« Vox populi, une histoire du vote avant le suffrage universel » de Olivier Christin.

vox populiAlors que ces jours-ci aboutissent sur les tables des librairies des livres au titre parfois très aguicheur qui (et cela sans vouloir faire à ceux-ci un quelconque procès d’intention) questionnent moins le procédé électif qu’ils ne cherchent à priori à appliquer certains des propres désirs de leur auteur, le livre d’Olivier Christin a le premier mérite de proposer une analyse rigoureuse, scientifique, de ce qu’est le vote.

Il puise, pour ce faire, dans l’histoire précédant les révolutions du 18ème siècle et la naissance des systèmes représentatifs dits modernes.  Se documentant richement dans toutes les sources disponibles, entre autres régionales (françaises surtout mais aussi suisses ou italiennes), sans s’arrêter aux diktats des pouvoirs en place, son analyse défait nombre d’idées reçues.  Ainsi, si en 1692, dans la foulée de la révocation des édits de Nantes, est décidée de Paris la vente des offices municipaux qui, jusque là, étaient attribués électivement, il ne faut pas croire que dès ce jour, un système dogmatique et centralisé a pris la place d’un autre entièrement voué au vote.  D’une part, le vote jusque là très généralisé dans les municipalités, était organisé suivant des modalités très différentes de l’une à l’autre.  D’autre part, de nombreuses villes, très attachées au modèle électif, ont dès cette époque, cherché à racheter elles-mêmes ces charges de manière à les réattribuer après par élection.  Il convient donc de ne pas voir dans l’imposition centralisante d’une politique une vérité universelle.

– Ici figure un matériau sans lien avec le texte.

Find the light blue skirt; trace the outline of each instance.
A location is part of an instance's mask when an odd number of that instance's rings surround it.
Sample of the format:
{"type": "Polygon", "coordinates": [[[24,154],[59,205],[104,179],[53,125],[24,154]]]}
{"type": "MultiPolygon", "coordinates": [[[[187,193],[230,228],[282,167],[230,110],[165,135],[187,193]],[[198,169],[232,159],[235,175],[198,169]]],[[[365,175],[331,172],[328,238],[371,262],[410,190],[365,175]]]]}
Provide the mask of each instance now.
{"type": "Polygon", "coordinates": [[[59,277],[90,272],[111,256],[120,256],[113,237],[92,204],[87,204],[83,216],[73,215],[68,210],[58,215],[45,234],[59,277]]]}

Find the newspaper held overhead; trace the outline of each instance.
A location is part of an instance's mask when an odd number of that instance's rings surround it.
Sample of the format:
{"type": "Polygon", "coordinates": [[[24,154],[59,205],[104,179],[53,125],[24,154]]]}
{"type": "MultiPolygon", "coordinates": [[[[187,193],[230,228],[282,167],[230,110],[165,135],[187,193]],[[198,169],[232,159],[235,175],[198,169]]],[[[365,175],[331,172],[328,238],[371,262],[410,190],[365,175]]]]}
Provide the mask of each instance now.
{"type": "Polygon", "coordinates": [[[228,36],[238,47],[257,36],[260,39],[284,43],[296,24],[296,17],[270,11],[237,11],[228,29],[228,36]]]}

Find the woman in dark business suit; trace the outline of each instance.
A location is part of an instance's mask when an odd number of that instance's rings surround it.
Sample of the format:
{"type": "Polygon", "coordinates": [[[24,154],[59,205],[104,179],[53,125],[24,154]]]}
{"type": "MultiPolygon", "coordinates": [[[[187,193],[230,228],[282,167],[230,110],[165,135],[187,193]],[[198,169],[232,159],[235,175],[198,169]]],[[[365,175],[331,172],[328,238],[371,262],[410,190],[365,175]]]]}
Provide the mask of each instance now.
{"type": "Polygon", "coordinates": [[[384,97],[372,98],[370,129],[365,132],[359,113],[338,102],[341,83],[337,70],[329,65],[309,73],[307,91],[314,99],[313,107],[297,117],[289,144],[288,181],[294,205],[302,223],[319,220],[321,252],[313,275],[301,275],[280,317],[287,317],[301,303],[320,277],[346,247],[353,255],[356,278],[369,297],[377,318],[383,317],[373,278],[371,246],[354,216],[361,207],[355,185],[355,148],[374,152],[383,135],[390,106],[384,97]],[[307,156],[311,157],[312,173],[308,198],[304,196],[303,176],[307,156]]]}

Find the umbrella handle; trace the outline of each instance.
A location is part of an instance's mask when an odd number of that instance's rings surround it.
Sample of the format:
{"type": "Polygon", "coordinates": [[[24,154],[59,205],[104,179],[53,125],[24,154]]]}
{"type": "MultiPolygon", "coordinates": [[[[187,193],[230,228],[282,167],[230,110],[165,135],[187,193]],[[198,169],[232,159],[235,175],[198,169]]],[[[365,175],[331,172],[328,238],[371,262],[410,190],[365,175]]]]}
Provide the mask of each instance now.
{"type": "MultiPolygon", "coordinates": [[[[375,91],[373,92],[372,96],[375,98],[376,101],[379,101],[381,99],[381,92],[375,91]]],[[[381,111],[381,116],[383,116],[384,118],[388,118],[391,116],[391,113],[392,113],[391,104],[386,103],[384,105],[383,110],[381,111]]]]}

En battant intelligemment en brèche, par le document, l’image d’un Ancien Régime monolithique, émerge une histoire du vote cahotante, hésitante.  Qui, si elle est bien le théâtre d’une émergence de certaines pratiques (imposition (et non triomphe) du bulletin secret, extension du système de vote majoritaire) ne présente pas du tout, n’en déplaise aux amateurs de constructions simplistes, l’image d’une forme de progrès constant nous menant à nos systèmes actuels.

Le souci de construire un modèle électif qui préserve les minorités en reposant sur une base aussi large que possible, qui soit stable mais dynamique, qui contrebalance les effets éventuels de concentration du pouvoir issus du vote par l’introduction de l’aléatoire dans les procédures, la volonté de bâtir un système dont l’autorité qu’il confie à certains puisse reposer sur un aussi juste que possible partage entre émanation des habitants de la ville et destinée divine, toutes questions déjà posées (et oui, sous l’Ancien Régime) qui relèvent bien moins d’une « évolution » que des contextes (culturels, géographiques, etc…) dans lesquelles elles se posent.

Pour tout qui cherche à comprendre (et non pas à directement répondre à celles-ci) les questions qui aujourd’hui essaiment dans nos démocraties électives, ce livre apporte un éclairage essentiel.

Olivier Christin, Vox populi, une histoire du vote avant le suffrage universel, 2014, Le Seuil.